G-CSF is a cytokine related to granulopoiesis and G-SCF production is enhanced in inflammation and stimulates granulopoiesis. G-CSF has other functions, namely to suppress osteoblasts lineage cells and inhibit the expression of some factors, SDF-1, SCF and VCAM-1, which results in the mobilization of HSCs and HPCs from the BM to peripheral tissues (Semerad et al. 2005; Greenbaum and Link 2011). In this study, we detected an increase in both the serum G-SCF levels and the numbers of lineage-negative and c-kit-positive HPCs in the peripheral blood following NBP treatment. The relationship between bisphosphonates and G-CSF production is unclear but NBP injection induces some side effects, including granulopoiesis, inflammation, extramedullary hematopoiesis and necrosis (Nakamura et al. 1999; Yamaguchi et al. 2010) and mediates the significant release of IL-6, TNF-α and IL-1β (Endo et al. 1992). Moreover, fat-associated lymphoid clusters such as omental milky spots are induced by inflammation (Benezech et al. 2015). These results suggest that NBP injection induces G-CSF production and that G-CSF should play an essential role in the formation of the newly discovered hematopoietic structure.

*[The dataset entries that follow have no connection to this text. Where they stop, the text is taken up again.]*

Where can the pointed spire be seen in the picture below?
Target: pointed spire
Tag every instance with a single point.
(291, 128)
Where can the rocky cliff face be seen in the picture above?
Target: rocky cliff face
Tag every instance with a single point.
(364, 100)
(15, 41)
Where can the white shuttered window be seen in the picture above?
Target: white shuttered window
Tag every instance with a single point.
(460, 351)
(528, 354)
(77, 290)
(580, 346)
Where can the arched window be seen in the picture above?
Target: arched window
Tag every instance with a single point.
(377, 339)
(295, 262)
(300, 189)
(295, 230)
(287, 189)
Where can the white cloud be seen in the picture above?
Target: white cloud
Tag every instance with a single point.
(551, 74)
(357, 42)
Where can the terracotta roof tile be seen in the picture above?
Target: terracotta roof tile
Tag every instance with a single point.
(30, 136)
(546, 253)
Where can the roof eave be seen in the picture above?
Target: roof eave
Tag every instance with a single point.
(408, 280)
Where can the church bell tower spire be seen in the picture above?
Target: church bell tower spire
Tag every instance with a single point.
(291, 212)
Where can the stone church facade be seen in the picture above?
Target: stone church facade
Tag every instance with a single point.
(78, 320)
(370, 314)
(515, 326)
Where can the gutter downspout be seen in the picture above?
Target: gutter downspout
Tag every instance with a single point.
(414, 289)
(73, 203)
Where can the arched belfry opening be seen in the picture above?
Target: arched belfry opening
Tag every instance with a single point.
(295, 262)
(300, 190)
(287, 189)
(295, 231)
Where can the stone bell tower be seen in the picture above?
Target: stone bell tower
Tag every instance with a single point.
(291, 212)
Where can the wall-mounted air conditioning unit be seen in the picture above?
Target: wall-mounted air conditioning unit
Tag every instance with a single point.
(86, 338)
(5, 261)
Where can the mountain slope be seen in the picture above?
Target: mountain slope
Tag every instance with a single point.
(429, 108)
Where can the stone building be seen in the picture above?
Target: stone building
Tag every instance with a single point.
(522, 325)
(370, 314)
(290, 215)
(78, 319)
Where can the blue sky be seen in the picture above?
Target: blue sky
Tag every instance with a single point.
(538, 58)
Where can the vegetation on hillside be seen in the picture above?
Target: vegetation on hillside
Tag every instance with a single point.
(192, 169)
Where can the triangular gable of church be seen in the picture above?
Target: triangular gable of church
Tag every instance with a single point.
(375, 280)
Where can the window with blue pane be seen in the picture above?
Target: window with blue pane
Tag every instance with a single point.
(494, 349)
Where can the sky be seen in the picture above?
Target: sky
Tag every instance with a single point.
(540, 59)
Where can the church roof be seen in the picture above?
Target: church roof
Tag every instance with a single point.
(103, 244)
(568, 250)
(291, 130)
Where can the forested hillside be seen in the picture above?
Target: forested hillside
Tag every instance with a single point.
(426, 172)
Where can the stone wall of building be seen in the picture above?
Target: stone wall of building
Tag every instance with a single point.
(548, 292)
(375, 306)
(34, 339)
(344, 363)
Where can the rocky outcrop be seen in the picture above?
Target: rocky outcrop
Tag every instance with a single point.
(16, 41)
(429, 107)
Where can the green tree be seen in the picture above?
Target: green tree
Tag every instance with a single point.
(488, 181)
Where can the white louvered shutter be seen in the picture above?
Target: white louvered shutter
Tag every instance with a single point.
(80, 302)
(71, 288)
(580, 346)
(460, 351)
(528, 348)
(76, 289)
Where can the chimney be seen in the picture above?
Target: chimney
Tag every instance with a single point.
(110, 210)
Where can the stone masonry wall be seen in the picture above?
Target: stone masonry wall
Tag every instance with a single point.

Taken together, these results suggest that the increased G-CSF production following the NBP injection mediated HSCs and/or HPCs mobilization, which colonized the omentum and provided the niche for hematopoiesis by expressing some hematopoiesis-related factors, including SDF-1. Moreover, the high EPO level stimulated erythropoiesis, resulting in the formation of the new hematopoietic structures. Our study reveals a previously unknown mechanism of NBP, the function of the omentum and the relationship between the peritoneal adipose tissue and hematopoietic cells.